Breeding rare and endangered endemic fish species

The southwest region of Australia is recognised by Conservation International as one of 34 global biodiversity hotspots and by WWF as one of the Earth’s 53 most biologically outstanding freshwater habitats. The southwest rivers and streams in Australia are one of 28 freshwater habitats identified by WWF as a Global Ecoregion that is considered to have a conservation status of critical or endangered. However, in Western Australia populations of many freshwater species are fragmented and some have been listed as critically endangered or vulnerable to extinction.

To conserve aquatic biodiversity in the southwest rivers of Western Australia, the Department of Fisheries in collaboration with The University of Western Australia established a Captive Breeding Program for rare and critically endangered aquatic species in 2002.

This program operates from the two major freshwater research facilities in the state; the Department of Fisheries Pemberton Freshwater Research Centre, which is the state government’s large scale field station, including an endangered species “Ark” and hatchery; and The University of Western Australia’s Aquaculture & Native Fish Breeding Laboratory in Shenton Park, which is the largest recirculating aquaculture system in Australia, where UWA staff and students work alongside Department of Fisheries researchers to undertake complex and technically challenging fish breeding research.

At these facilities there is a multi-disciplinary team with expertise in aquaculture, genetics and natural resource management and work closely with wild fisheries scientists, managers and community groups.

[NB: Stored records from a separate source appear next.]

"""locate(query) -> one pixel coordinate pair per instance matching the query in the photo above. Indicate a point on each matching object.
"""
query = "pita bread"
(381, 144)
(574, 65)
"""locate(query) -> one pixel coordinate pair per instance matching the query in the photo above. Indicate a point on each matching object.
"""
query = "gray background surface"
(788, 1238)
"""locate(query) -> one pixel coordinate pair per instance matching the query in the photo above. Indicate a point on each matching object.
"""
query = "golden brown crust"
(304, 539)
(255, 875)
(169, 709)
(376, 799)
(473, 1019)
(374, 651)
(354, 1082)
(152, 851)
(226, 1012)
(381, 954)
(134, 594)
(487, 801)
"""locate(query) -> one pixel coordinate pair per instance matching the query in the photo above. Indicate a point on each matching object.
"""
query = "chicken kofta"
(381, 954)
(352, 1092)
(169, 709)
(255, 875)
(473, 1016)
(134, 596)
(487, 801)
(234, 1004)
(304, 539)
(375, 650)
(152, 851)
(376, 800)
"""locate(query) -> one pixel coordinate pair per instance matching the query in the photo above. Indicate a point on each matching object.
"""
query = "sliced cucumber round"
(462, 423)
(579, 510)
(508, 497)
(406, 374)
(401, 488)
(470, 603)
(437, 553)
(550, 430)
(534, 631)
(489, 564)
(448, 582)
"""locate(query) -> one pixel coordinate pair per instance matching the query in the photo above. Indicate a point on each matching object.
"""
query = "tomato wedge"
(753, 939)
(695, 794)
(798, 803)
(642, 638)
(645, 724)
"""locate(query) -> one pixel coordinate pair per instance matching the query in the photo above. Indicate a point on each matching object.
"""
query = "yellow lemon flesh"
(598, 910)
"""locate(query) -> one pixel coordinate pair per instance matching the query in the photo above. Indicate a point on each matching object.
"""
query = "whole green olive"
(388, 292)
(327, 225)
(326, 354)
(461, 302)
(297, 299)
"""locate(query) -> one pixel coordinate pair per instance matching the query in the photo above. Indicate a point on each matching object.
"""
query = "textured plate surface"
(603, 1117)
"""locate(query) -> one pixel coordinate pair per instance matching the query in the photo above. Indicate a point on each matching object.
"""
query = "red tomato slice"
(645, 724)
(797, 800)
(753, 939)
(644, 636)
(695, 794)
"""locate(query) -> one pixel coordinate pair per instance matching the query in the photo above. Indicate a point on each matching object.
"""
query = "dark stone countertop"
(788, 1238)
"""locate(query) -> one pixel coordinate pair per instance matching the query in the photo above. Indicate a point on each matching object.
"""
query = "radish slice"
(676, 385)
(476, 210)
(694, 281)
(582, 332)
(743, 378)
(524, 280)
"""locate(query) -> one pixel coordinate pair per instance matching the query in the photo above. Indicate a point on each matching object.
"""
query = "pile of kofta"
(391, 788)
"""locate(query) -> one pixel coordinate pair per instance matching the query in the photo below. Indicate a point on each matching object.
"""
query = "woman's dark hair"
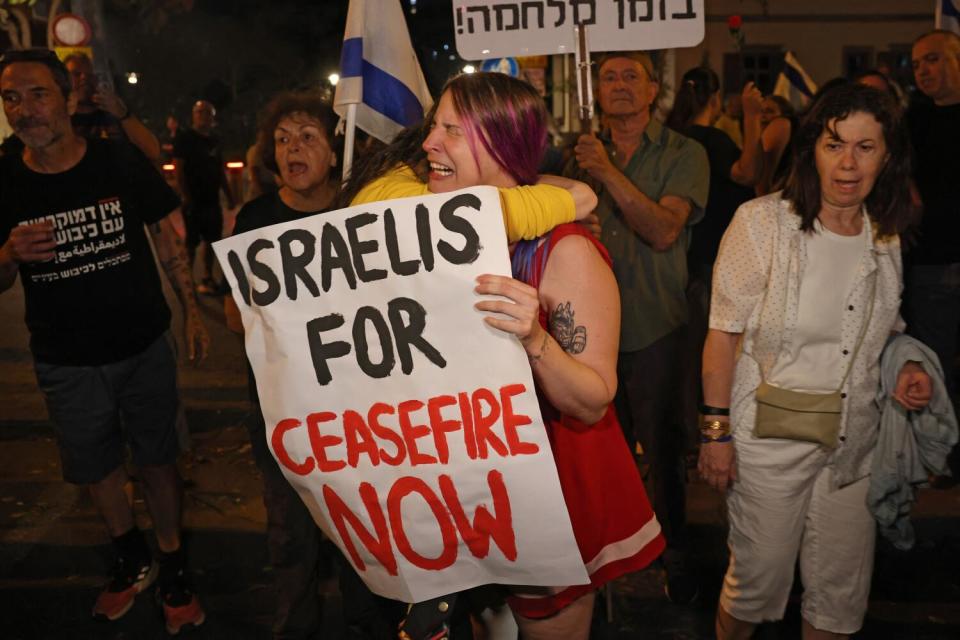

The focus of their research program is to prevent the extinction of endemic freshwater species has been on developing broodstock collection, genetic fingerprinting, husbandry practices and breeding protocols that enable large-scale production of these species for restocking waterbodies.

The approach has been to develop husbandry, spawning and rearing protocols using closely related species that are not critically endangered. This strategy enables production protocols to be developed efficiently, without needing to remove large numbers of critically endangered animals from the wild. Using this strategy, large-scale production of critically endangered species can be achieved to produce juveniles for restocking.